In his introduction to this issue of The Scholar and Feminist Online, guest editor Jonathan Beller argues that “there is no such thing as technology itself,” radically destabilizing the notion that media, in all its new forms, is a neutral, objective, and disembodied space. As constructed by contemporary capitalism, new media platforms can reproduce forms of inequalities and relations of power that shape the lives and bodies of so many around the globe. Much as feminist science studies shifted the epistemological assumptions of objective, disembodied knowing, so too can feminist media theory surface, as Beller writes, “the white masculine privilege in knowledge making.”

This issue makes critical interventions in both media studies and feminism. As much of media studies lauds the post-identity potential of new media platforms, eliding the question of difference, the scholars, activists, and cultural workers here remind us of the importance of critical media theory informed by the intellectual and political contributions of those struggling for justice in all its feminist, queer, anti-racist, anti-capitalist, transnational, and anti-imperialist forms. So, too, do the contributors invite an engagement with the traditions of feminism—post-colonial, women of color, queer, etc.—that have radically destabilized a universalized subject called “woman.”
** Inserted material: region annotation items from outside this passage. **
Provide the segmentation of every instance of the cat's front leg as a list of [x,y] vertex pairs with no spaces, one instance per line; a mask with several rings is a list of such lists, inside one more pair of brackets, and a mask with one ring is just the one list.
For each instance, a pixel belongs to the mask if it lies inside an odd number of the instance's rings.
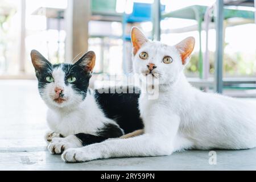
[[168,139],[144,134],[69,148],[63,152],[61,157],[65,162],[81,162],[116,157],[168,155],[172,151]]
[[[117,157],[154,156],[168,155],[174,151],[180,118],[171,114],[164,118],[152,117],[147,130],[142,135],[106,140],[78,148],[69,148],[63,152],[62,159],[68,162],[86,162],[97,159]],[[162,119],[162,118],[161,118]],[[152,125],[155,122],[156,125]],[[160,122],[160,123],[159,123]]]
[[47,143],[49,143],[52,140],[53,138],[56,137],[63,137],[63,136],[60,133],[48,131],[44,135],[44,140]]
[[60,154],[68,148],[82,146],[82,141],[76,135],[71,135],[64,138],[53,138],[48,146],[48,150],[51,154]]

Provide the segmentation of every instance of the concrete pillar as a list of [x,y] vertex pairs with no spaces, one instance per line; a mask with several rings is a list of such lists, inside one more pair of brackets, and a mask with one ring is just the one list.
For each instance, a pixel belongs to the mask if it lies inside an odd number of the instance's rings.
[[67,38],[65,60],[81,57],[88,48],[88,23],[90,18],[90,0],[68,0],[65,11]]

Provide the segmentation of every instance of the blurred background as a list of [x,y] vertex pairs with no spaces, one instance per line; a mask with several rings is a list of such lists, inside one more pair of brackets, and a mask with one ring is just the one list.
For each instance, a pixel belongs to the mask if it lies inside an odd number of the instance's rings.
[[35,80],[32,49],[53,63],[92,50],[100,87],[131,72],[135,26],[168,45],[195,37],[185,71],[195,86],[256,97],[255,11],[254,0],[0,0],[0,81]]

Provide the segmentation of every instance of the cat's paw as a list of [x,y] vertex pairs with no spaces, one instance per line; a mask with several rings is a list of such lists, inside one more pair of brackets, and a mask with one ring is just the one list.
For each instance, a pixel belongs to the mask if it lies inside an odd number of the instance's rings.
[[44,135],[44,139],[46,140],[46,142],[49,143],[52,140],[52,139],[53,138],[61,137],[61,136],[62,135],[59,133],[52,131],[48,131]]
[[62,159],[69,163],[83,162],[100,158],[99,152],[84,147],[77,148],[69,148],[61,155]]
[[48,150],[53,154],[60,154],[69,148],[82,147],[81,141],[75,135],[65,138],[54,138],[48,146]]

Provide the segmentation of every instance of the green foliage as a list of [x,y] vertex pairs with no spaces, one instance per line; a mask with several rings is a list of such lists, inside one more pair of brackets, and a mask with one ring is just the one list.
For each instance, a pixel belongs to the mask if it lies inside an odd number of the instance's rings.
[[[214,72],[214,52],[209,52],[210,74]],[[186,74],[198,76],[199,75],[199,53],[193,53],[185,71]],[[251,76],[256,75],[256,57],[242,52],[234,55],[224,53],[224,76]]]

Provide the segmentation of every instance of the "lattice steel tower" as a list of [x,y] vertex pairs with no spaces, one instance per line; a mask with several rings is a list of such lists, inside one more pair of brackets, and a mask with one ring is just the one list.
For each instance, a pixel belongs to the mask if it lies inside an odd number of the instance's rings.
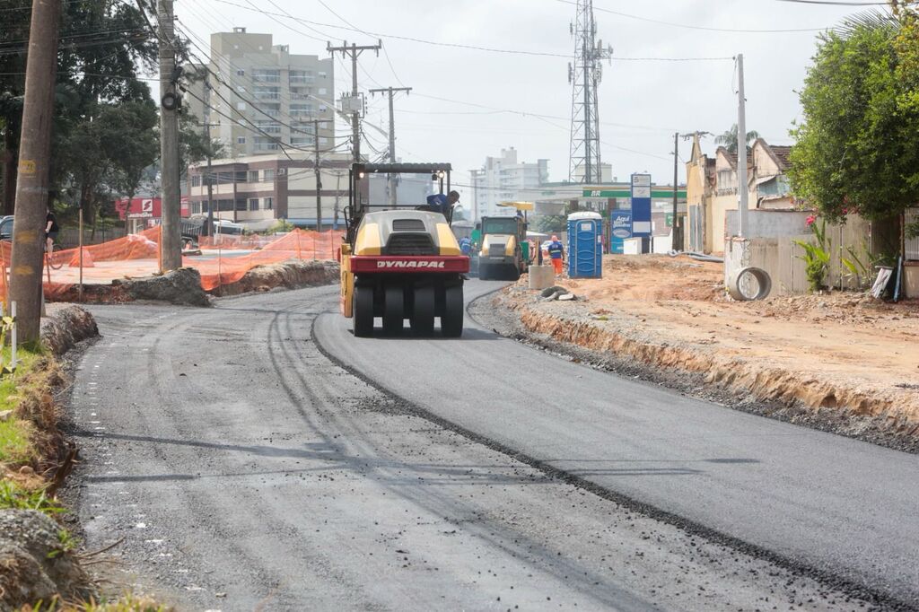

As theorists, artists, and mediators in their own right, the contributors to this important and timely issue seek to engage with conversations across various disciplines, platforms, and communities, gesturing towards the dialogic and collective potential of media. Refusing a false (race, gender, sex, class, etc.) blindness, this issue asks how difference could be a resource for critical media theory, and indeed, how theorizing difference as both constitutive of and constituted through mediation might deepen the scholar and activist legacies of social justice feminisms.